Boyd investigó cuatro años cartas, memorias y diarios de extranjeros que visitaron la Alemania nazi: estudiantes, músicos, diplomáticos, atletas, escritores, periodistas, turistas o profesores...; anónimos o célebres, como Christopher Isherwood, W. H. Auden, Virginia Woolf o Samuel Beckett. Con esas impresiones captadas cuando aún no imaginaban el horror que estaba por venir la escritora compone un fresco histórico que sorprende al mostrar que la tónica era restar importancia a los ataques a judíos. «En los años 30, el auge del antisemitismo en Alemania era algo generalizado en toda Europa, sobre todo en países como Gran Bretaña, Francia, y en Estados Unidos. Se ve en el economista inglés John Maynard Keynes, que decía que los judíos tenían colas aceitosas, o en el embajador británico en Berlín Horace Rumbold», que escribió: «Estoy indignado ante la cantidad de judíos que hay aquí. Es imposible huir de ellos. Estoy pensando en encargar un amuleto de hueso para ‘espantar el mal de la nariz aguileña’».
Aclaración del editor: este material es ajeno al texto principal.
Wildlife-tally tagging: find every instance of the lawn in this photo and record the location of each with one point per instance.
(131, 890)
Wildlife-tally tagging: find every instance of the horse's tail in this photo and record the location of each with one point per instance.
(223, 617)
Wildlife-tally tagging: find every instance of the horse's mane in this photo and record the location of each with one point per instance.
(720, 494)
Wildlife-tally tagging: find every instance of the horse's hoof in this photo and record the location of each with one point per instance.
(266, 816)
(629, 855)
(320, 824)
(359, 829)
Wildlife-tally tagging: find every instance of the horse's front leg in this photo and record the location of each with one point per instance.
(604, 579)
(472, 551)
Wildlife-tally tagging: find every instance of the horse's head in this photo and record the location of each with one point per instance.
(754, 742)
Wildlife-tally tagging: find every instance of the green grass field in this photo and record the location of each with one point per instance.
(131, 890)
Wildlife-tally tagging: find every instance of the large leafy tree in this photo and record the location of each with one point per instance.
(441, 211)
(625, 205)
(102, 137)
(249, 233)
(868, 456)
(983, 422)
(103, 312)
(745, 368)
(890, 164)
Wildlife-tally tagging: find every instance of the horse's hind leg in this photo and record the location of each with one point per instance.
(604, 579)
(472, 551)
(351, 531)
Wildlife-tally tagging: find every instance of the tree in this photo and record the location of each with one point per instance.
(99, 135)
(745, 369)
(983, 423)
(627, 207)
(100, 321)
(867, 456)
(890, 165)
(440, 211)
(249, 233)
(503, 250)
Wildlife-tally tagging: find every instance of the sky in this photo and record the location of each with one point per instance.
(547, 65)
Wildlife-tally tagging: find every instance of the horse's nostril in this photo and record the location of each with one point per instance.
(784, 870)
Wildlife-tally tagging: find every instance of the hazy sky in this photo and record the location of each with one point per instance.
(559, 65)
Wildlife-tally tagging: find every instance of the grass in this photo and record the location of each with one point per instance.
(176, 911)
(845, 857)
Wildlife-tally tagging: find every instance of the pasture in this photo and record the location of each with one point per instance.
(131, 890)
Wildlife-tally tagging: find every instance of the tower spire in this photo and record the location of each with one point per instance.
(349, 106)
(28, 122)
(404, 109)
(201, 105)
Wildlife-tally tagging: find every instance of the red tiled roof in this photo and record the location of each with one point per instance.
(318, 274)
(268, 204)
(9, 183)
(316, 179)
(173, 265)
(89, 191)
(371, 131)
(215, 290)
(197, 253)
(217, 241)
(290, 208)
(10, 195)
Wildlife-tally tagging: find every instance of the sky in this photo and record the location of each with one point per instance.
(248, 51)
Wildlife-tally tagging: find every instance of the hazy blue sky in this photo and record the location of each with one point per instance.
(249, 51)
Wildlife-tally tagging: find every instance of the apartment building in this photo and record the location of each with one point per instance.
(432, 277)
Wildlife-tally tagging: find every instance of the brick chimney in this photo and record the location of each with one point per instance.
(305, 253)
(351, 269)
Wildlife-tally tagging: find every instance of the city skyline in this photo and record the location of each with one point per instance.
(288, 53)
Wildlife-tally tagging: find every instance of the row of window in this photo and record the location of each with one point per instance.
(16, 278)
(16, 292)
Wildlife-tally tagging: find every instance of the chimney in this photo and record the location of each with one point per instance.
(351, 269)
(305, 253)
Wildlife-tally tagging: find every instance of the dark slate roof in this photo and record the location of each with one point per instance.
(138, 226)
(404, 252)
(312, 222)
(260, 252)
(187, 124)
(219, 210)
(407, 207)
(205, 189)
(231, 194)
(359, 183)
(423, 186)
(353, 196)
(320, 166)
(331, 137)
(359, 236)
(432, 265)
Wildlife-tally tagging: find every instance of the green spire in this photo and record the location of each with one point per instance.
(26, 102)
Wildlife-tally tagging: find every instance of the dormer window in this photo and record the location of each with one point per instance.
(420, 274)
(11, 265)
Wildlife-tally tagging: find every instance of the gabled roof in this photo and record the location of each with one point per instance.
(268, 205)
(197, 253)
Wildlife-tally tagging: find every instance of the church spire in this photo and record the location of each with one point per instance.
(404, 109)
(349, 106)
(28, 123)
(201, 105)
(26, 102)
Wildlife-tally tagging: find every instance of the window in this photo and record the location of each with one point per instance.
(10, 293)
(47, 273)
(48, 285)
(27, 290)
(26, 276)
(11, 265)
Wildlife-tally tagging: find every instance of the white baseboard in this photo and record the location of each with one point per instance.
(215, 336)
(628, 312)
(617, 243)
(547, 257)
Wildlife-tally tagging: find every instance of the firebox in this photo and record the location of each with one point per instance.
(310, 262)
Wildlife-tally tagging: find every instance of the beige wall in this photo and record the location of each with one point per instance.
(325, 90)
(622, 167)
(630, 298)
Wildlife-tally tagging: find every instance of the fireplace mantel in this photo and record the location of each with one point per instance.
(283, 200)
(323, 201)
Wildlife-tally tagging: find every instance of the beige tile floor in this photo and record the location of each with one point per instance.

El canciller se benefició / Hitler, añade Boyd, «era consciente de ese antisemitismo y se benefició, aunque cuando la brutalidad y violencia fue en aumento cada vez era más difícil no estar en contra de los nazis». Eso le ocurrió al estadounidense Thomas Wolfe, enamorado de Alemania, donde sus libros, como Del tiempo y el río, se vendían bien. En 1936, pasó la mañana en un tren hablando con un pasajero cuando este fue detenido por ser judío. «Sabía que no podía hacer nada (...). Me sentí impotente, atado de manos, frente al muro de una autoridad obscena pero inamovible». Aunque sabía que podían prohibir sus libros, dijo adiós Alemania en un artículo.

Sin embargo, «pocos de los que iban con ideas preconcebidas de Hitler las cambiaron tras su viaje. Muchos pensaban que iban a visitar una Alemania horrible y, en vez de eso, hallaron alemanes amables preocupados por darles una buena experiencia». Para atraer a turistas tras la primera guerra mundial, el país se volcó en promocionarse con una imagen idílica y seductora con un bello paisaje, una rica tradición cultural y un Berlín «moderno, excitante y sexi». Para muchos, añade, nada les hizo dejar de pensar que Hitler era «un hombre de paz que había devuelto el orgullo a una Alemania castigada por el Tratado de Versalles, que estaba reconstruyendo un país que había caído muy bajo tras la primera guerra mundial, aumentando el empleo...». Esa era la visión «que daba a los viajeros la propaganda nazi, que era muy persuasiva y estaba por todas partes; era muy difícil escapar a ella».

imagen equivocada / Le sorprendió a Julia Boyd que la mayoría de quienes conocieron a Hitler creían que «era un hombre sincero, honesto, con una devoción fanática hacia su país y que evitaría una guerra. Tenía una terrible habilidad para persuadir a los extranjeros». No todos se dejaron cautivar: el estudiante Geoffrey Cox, de 22 años, escribía en 1932: «El gran peligro que presiento es que el partido del dictador se lanzará a la guerra tan pronto como logren juntar un ejército alemán lo bastante fuerte para hacer frente a las fuerzas comunistas».

Tan falso como la visión que los nazis daban de Dachau fue la «operación de maquillaje para deslumbrar al mundo» que orquestaron con los JJOO de Berlín de 1936, donde ni los atletas negros se sintieron discriminados (más allá de que Hitler se negara a estrechar la mano de la estrella negra, el estadounidense Jesse Owens). «Una semana después de acabar los juegos volvieron a colgar en todas partes los carteles antisemitas. Y popular era una rima que se cantaba en las calles: ‘Cuando terminen las Olimpiadas nos lo pasaremos bien con los judíos’».